O Palmer Robertson _The Final Word. _

I would also challenge him on the idea of “continuationism”. _All_ the classic Pentecostals claimed to be restorationist. Throughout history, any group claiming to have gifts taught that the gifts were being restored among their group, and usually took a somewhat anabaptist approach to church history where the church got corrupted via episcopal structures in the 3rd century and utterly corrupted by Constantine, and thereby the gifts were lost. 

“Continuationism” as such is a recent position and these folks try to find threads of gifts throughout church history. But it’s really like random fringy heretics here and there. 

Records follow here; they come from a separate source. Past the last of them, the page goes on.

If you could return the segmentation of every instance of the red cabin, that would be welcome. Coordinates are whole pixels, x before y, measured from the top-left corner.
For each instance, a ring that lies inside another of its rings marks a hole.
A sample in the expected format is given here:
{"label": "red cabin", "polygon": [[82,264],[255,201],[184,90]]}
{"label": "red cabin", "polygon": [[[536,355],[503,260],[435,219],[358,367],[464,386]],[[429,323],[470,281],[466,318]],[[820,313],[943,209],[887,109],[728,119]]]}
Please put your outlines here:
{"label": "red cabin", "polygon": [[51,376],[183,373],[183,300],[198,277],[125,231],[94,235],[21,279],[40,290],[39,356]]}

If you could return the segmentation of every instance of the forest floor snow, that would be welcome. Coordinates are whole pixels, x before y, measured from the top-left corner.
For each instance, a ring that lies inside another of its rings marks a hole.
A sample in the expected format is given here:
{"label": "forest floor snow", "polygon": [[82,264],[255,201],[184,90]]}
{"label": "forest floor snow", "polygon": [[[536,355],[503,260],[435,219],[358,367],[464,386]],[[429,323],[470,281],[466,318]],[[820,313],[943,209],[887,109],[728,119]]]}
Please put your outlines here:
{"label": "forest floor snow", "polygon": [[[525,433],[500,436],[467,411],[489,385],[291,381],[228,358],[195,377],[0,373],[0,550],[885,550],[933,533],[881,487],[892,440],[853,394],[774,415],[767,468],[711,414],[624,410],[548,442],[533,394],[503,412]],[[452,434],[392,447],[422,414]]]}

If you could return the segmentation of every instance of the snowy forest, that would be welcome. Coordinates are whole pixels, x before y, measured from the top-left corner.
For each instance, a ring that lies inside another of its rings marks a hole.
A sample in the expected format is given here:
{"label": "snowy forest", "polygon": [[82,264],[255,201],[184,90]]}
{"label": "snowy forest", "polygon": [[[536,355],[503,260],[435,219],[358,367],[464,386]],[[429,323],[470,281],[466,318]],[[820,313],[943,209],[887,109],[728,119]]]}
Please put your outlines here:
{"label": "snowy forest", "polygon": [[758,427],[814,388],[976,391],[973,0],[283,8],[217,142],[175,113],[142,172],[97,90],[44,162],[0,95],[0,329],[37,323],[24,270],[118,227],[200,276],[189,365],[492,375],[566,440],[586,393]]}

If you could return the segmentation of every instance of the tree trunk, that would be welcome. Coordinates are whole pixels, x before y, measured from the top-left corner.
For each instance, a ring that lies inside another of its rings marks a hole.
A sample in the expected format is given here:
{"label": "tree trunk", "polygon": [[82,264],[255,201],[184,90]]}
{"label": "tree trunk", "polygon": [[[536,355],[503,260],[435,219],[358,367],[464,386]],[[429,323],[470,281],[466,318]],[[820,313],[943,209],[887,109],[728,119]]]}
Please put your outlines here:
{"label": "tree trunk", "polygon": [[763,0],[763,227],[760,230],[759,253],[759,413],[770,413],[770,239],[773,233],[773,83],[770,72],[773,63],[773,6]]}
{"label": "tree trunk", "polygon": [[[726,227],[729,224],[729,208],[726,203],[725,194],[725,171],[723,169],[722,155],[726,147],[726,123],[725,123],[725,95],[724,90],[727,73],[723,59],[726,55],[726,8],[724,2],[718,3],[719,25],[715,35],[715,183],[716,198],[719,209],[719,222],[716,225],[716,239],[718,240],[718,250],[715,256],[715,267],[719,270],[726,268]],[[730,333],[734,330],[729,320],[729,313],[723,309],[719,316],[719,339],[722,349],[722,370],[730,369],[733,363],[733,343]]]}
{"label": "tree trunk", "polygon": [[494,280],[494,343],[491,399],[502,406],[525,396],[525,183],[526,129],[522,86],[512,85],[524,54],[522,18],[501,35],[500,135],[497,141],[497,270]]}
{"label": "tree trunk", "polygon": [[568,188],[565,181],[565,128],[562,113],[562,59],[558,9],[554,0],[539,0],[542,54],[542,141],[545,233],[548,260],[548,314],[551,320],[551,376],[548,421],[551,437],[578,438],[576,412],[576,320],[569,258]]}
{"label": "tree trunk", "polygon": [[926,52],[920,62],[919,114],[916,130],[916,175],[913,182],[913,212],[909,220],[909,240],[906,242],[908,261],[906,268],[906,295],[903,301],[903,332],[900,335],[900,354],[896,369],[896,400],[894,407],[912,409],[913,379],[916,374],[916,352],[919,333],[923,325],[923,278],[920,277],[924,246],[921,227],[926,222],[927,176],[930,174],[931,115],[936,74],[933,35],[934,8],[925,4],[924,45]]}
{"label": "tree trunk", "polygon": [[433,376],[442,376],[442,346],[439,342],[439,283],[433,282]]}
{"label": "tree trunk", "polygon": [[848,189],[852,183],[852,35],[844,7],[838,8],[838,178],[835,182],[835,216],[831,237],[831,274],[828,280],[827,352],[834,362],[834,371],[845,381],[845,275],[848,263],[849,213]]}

Once you see it really is a restorationist position to claim gifts today, you have to ask why did God take them and has recently restored them. Usually it has to do with some punishment/reward view, but then that demolishes the whole nature of a gift. Are they His to give or ours to earn?

Of course, we believe they were His to give, and He gave them to the apostles to authenticate the final Word of the Son.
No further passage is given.